Developers are welcome to maintain their own fork, but this is not required.
When develop
is at a milestone where we want to cut a release,
following the controls below we will commit with a
PEP440
compliant Major.Minor
version scheme
and complete a reviewed merge to master
.
Once in master
a formal Git (version) tag can be applied to the commit,
and at this point the release would be a candidate to upload to PyPI.
The process for these steps will be documented in a Google Doc.
To facilitate effective integration, merges into develop
must occur as a pull request that is approved by two reviewers.
One reviewer can be anyone, but should probably be a developer related to the effort if that is applicable.
The second reviewer is a designated codeowner described in the CODEOWNERS
file.
More information on codeowners can be found on GitHub.
Additionally, all outstanding requested changes and comments should be resolved by the requesting reviewer before merging. Pushing new changes should trigger a re-review process of changed files to prevent oversights.
Code should be passing integration and unit tests as defined in code on all supported platforms by the evolving Continuous Integration (CI) systems, or be explicitly exempted by a codeowner.
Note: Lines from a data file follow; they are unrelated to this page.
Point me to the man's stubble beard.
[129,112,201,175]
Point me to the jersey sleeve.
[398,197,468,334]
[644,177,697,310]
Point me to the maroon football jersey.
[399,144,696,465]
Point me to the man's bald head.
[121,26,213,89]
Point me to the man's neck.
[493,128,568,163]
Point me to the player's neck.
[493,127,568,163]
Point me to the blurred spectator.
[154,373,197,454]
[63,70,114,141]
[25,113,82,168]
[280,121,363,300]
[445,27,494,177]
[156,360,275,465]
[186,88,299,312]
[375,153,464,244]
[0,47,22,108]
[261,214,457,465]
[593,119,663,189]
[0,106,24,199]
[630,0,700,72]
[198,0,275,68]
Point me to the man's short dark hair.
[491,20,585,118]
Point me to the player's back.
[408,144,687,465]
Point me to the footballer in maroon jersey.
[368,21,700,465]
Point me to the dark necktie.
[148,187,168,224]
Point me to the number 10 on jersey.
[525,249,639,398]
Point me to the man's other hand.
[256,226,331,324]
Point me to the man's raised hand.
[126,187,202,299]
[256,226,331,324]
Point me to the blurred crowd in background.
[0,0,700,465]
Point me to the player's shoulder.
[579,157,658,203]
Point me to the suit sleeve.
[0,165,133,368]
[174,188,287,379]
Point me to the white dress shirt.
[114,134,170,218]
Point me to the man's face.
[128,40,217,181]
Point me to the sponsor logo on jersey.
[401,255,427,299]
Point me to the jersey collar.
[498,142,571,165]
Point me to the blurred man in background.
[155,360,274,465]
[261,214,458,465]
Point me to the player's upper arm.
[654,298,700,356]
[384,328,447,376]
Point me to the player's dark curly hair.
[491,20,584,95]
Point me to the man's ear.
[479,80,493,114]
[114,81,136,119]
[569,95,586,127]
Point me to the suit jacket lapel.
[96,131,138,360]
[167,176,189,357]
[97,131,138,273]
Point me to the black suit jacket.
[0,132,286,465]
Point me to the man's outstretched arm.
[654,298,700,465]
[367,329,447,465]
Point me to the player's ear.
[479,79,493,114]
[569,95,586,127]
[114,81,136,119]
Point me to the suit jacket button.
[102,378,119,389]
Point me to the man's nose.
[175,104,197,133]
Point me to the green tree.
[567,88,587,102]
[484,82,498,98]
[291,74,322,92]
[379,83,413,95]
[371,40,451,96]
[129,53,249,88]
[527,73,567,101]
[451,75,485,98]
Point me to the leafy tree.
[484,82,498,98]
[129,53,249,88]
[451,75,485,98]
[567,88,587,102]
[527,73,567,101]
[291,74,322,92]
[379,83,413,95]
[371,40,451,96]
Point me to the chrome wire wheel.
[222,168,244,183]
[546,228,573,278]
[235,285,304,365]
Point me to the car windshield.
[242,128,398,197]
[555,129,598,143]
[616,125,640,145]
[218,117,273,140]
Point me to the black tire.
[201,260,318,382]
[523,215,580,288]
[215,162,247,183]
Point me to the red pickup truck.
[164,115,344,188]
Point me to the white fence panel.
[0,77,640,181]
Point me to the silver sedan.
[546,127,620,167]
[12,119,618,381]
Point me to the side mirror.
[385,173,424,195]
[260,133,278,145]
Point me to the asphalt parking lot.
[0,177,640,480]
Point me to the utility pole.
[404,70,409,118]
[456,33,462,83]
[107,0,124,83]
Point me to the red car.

This is both for code quality and so CI maintenance is not overlooked.
All of these controls will be managed automatically by the GitHub server.
Releases and merges to master
should be coordinated between developers and the project PI.
This will be documented with an additional required review from the PI when merging into master
.
Contributors are responsible for keeping their working repositories up to date with the main GitHub repo. This is particularly important during active development, as it will reduce the likelihood and extent of code conflicts when new features are implemented.
If a piece of work is known to change files that will effect other developers' active work, they should be invited to the review or tagged, so that the most effective order of integration can be established. In the case of your own work having integration concerns, again, inviting other developers to discuss might be helpful.
In the case a codeowner will not be available, such as (sickeness, vacation, travel, and so on) and an emergency patch can not be delayed, a simple explicit consensus among the remaining developers should suffice.
Do not push or merge over another working branch unless explicitly permitted to do so by the authors. Instead, when working on a shared branch submit a Pull Request to the other party.
We will for a time attempt using GitHub project boards in conjunction with Issues to document tasks in various stages. Generally this will look like a board collecting related tasks representing a conceptual project or actual milestone that comes out of our meetings. For example, an event, release, or large feature set with many components all are reasonable project boards. This is for planning purposes and to facilitate coordination in the remote environment. If it helps we can keep doing it so long as the time and effort is accounted for.